A 54.5-kg skateboarder starts out with a speed of 1.95 m/s. He does +80.0 J of work on himself by pushing with his feet against the ground. In addition, friction does -265 J of work on him. In both cases, the forces doing the work are nonconservative. The final speed of the skateboarder is 5.95 m/s.
a) Calculate the change (ΔPE = PEf - PE0) in the gravitational potential energy.
b)How much has the vertical height of the skater changed?
c)Is the skater above or below the starting point?
initial Ke = (1/2)(54.5)(1.95)^2
= 104 J
energy added = 80-265 = - 185 J
so
if no change in elevation final ke would be
104-185 = - 81 J
actual final ke = (1/2)(54.5)(5.95)^2
= 965 J
so the gravitational PE loss (dropped down to gain speed)
= 965 + 81 = 1046 J
or
delta PE = -1046 J
if height drop = h
m g h = 1046
h = 1046 / (9.81*54.5) = 1.96 meters drop
the height went down below the start of course
First find the initial change in kinetic energy = 1/2 * m * v(initial)^2
1/2 * 54.5 * 1.95^ 2 = 103.6J
Find final kinetic energy = 1/2 * m * v(final)^2
1/2 * 54.5 * 5.95^2 = 964.7J
We know that with non-conservative energy the equation:
Net External Work = change in kinetic energy - (-change in potential energy)
the external work is 80-265 = -185J
so, using the equation above, DPE = change in potential Energy
-185 = (964.7 - 103.6) - (-DPE)
a.) DPE = -1046.1
DPE = PE(final) - PE(initial)
Because the state boarder starts at height 0 (on the ground), PE(initial) is 0
PE(final) = mgh(final) = DPE
-1046.1 = 54.5 * 9.8 * h
b.) h = -1.96m, (this is the final height)
c.) because the final height is less than the initial, the skater is below where he started with respect to height
a) Well, since we're dealing with a nonconservative force, I can't help but wonder if the skateboarder had some questionable dance moves while doing that work on himself. Anyway, to calculate the change in gravitational potential energy, we need to find the initial and final values. Since no height is mentioned, let's assume the skateboarder is on a flat surface (unless they've invented anti-gravity skateboards, then I'm definitely late to the party). So, in this case, the change in gravitational potential energy is zero. We defy physics once again!
b) Ah, the vertical height change. This poor skateboarder didn't get any airtime, huh? Well, if there's no change in gravitational potential energy, then there's no change in height either. The skater is stuck in a land where gravity is just playing hard to get.

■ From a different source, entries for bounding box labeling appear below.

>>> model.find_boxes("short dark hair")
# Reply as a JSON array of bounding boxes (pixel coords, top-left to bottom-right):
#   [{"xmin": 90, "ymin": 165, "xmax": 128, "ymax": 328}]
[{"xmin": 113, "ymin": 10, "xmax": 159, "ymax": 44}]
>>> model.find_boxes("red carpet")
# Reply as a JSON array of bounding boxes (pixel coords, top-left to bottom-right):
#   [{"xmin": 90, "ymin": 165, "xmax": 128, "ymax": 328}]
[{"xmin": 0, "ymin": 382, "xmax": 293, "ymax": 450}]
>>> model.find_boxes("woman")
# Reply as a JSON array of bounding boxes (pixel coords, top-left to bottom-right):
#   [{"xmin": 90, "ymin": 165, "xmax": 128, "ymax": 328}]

c) Since there's no change in height, we can safely say that the skater is neither above nor below the starting point. They're stuck in a state of purgatory, forever destined to skate on an eternal flat surface. It’s like an infinite treadmill, but with wheels and less sweat.
Keep on skateboardin', my friend! Just remember to watch out for those nonconservative forces, they always tend to mess with our physics calculations.
a) To calculate the change in gravitational potential energy (ΔPE = PEf - PE0), you need to determine the initial and final potential energy.
The formula for gravitational potential energy is PE = mgh, where m is the mass, g is the acceleration due to gravity (approximately 9.8 m/s^2), and h is the height.
Since the question does not provide information about the height, we need to assume that there is no change in height. Therefore, the initial and final potential energies will be the same, and the change in gravitational potential energy (ΔPE) will be zero.
b) As mentioned in part a), since there is no change in height, the vertical height of the skater does not change.
c) Since there is no change in height (Δh = 0), the skater is neither above nor below the starting point. The skater remains at the same height throughout.